Il n’est pas non plausible de voir changer quelque chose dans un proche avenir.
21. En général, on ne peut pas admettre que la perception d’une marque par le public moyen auquel elle s’adresse s’accompagne d’une compréhension analytique.
Dans l’hypothèse où cette perception par ce public auquel elle est destinée s’accompagnerait néanmoins d’une opération compréhensive, le signe peut d’ailleurs être compris de différentes façons.
La notion peut aller aussi bien dans le sens d’une ‘banque facile’ (les services ne sont pas sujets à des exigences sévères) que dans le sens ‘c’est facile de faire des opérations bancaires’ (peu de formalités ou équipement technique peu avancé) ou même ‘accès facile’ (ex. toutes les opérations en ligne).
Ceci implique que le signe peut être ressenti à tout le moins comme étant équivoque.
22. Il s’ensuit que le signe ne peut pas se réduire à une description des services pour lesquels il a été déposé, mais qu’il peut être suggestif en fonction de différents contenus ou propriétés.
Il produit une différence ‘notable’ à l’égard des mots joints dans le signe.
Le public auquel le signe s’adresse peut, ce faisant, identifier les produits et services de la classe pour lesquels il a été déposé, comme provenant de la demanderesse et dès lors le percevoir comme un signe de marque.
23. Les concurrents de la demanderesse ne sont au demeurant pas gênés illicitement par l’octroi de la protection.
Ce ne pourrait être éventuellement le cas que si les concurrents s’exprimaient couramment en anglais dans le Benelux à destination du public cible moyen, ce qui ne peut pas être admis.
L’usage de 'easybank' ne les empêche pas d’exprimer, sans risque de contrefaçon, que leurs services de la classe 36 sont ‘easy’ disponibles.

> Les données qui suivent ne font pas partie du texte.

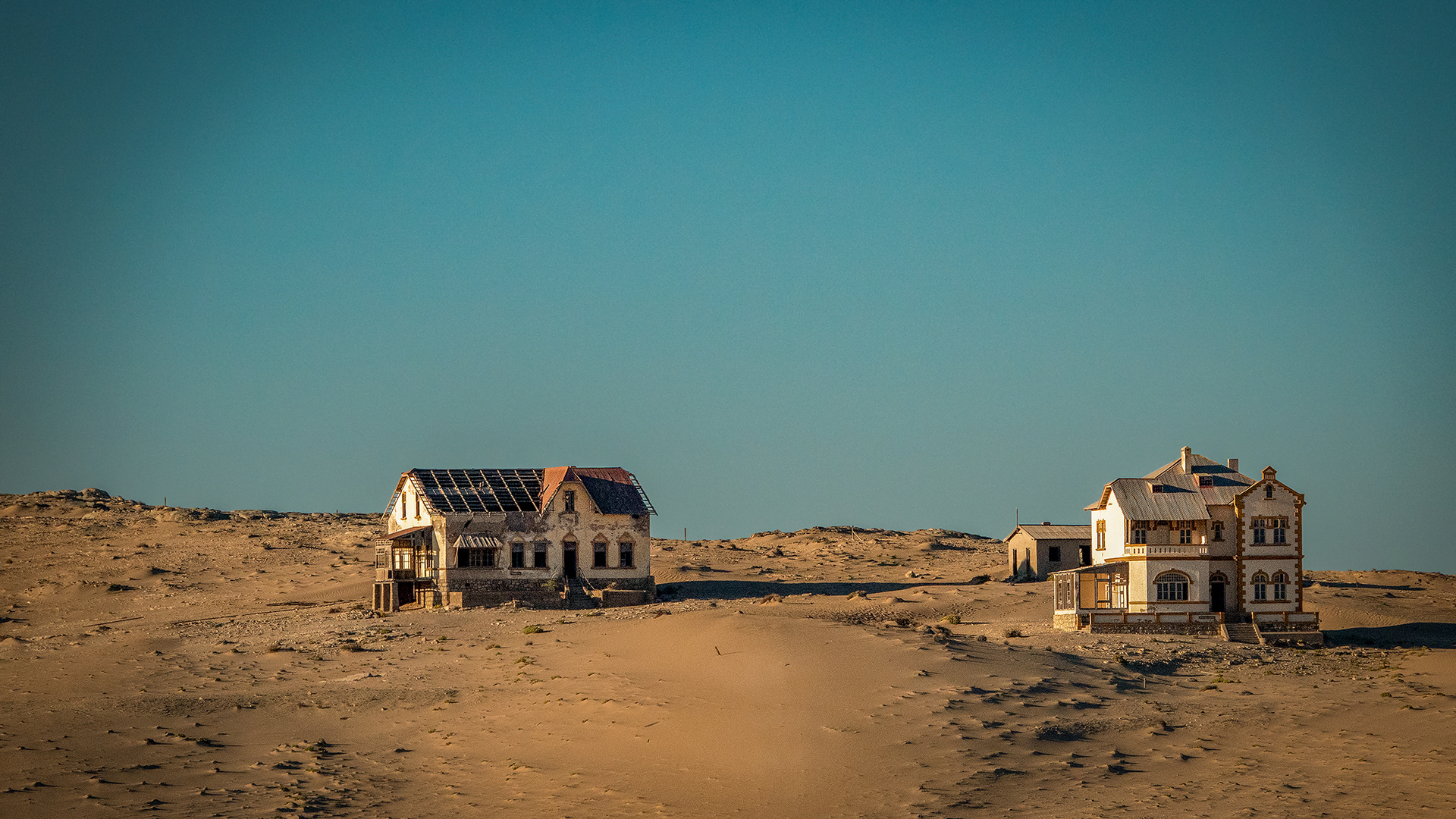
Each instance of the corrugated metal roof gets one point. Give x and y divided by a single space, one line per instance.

24. Le défendeur a dès lors eu tort de dénier un caractère distinctif au signe.
La demande est fondée.
PAR CES MOTIFS,
LA COUR
Vu l’article 24 de la loi du 15 juin 1935 sur l’emploi des langues en matières judiciaires
Statuant contradictoirement,
Reçoit la demande et la dit fondée. Ordonne l’enregistrement au registre du Bureau Benelux des Marques de la marque ‘Easybank’ de l’enregistrement international 717.713, pour la classe 36.

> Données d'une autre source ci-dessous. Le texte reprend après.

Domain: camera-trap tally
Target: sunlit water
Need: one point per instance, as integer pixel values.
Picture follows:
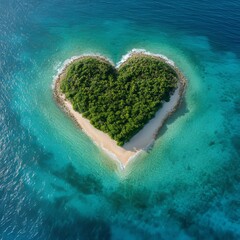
(56, 184)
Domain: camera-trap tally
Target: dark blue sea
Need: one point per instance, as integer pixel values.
(56, 184)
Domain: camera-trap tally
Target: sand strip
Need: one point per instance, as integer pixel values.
(144, 138)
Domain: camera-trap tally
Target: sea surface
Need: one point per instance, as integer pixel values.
(56, 184)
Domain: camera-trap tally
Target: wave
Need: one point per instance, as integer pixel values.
(60, 67)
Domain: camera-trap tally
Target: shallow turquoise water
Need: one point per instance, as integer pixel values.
(56, 184)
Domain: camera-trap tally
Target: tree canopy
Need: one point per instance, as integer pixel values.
(120, 101)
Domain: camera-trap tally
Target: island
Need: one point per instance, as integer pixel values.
(120, 108)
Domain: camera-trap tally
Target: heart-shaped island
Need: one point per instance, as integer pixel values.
(120, 108)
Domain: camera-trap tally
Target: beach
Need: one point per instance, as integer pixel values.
(144, 138)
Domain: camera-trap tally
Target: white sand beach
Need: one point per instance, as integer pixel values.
(141, 141)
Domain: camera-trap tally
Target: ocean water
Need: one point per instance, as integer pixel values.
(56, 184)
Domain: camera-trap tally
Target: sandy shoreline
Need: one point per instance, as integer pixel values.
(145, 137)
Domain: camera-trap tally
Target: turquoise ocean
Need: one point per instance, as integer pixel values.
(56, 184)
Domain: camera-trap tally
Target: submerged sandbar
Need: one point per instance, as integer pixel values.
(144, 138)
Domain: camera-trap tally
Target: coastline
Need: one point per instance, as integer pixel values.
(146, 136)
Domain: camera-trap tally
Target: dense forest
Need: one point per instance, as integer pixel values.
(119, 102)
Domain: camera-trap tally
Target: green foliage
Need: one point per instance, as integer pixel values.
(119, 102)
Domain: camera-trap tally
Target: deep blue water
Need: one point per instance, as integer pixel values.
(56, 184)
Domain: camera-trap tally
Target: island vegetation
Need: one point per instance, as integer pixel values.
(119, 101)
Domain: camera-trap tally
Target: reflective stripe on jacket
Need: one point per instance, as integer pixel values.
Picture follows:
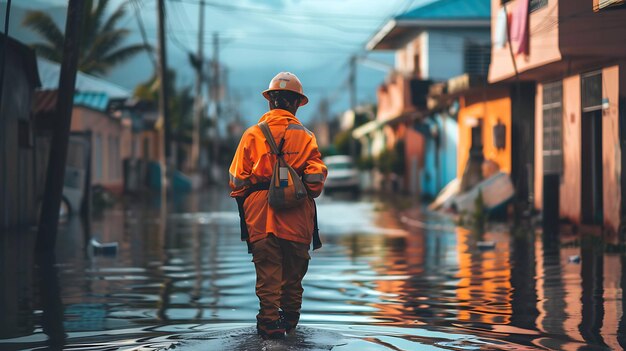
(253, 163)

Condamne la défenderesse au paiement des frais de l’instance, taxés à 446,21 euros pour elle-même et à 687,91 euros (€ 185,92 + € 55,78 + € 446,21) pour la demanderesse.
Ainsi jugé et prononcé à l’audience publique de la huitième chambre civile de la cour d’appel de Bruxelles le 09.09.03 où étaient présents et siégeaient
P. BLONDEEL, Président,
S. RAES, Conseiller,
B. LYBEER, Conseiller,
K. BATSELIER, Greffier principal adjoint.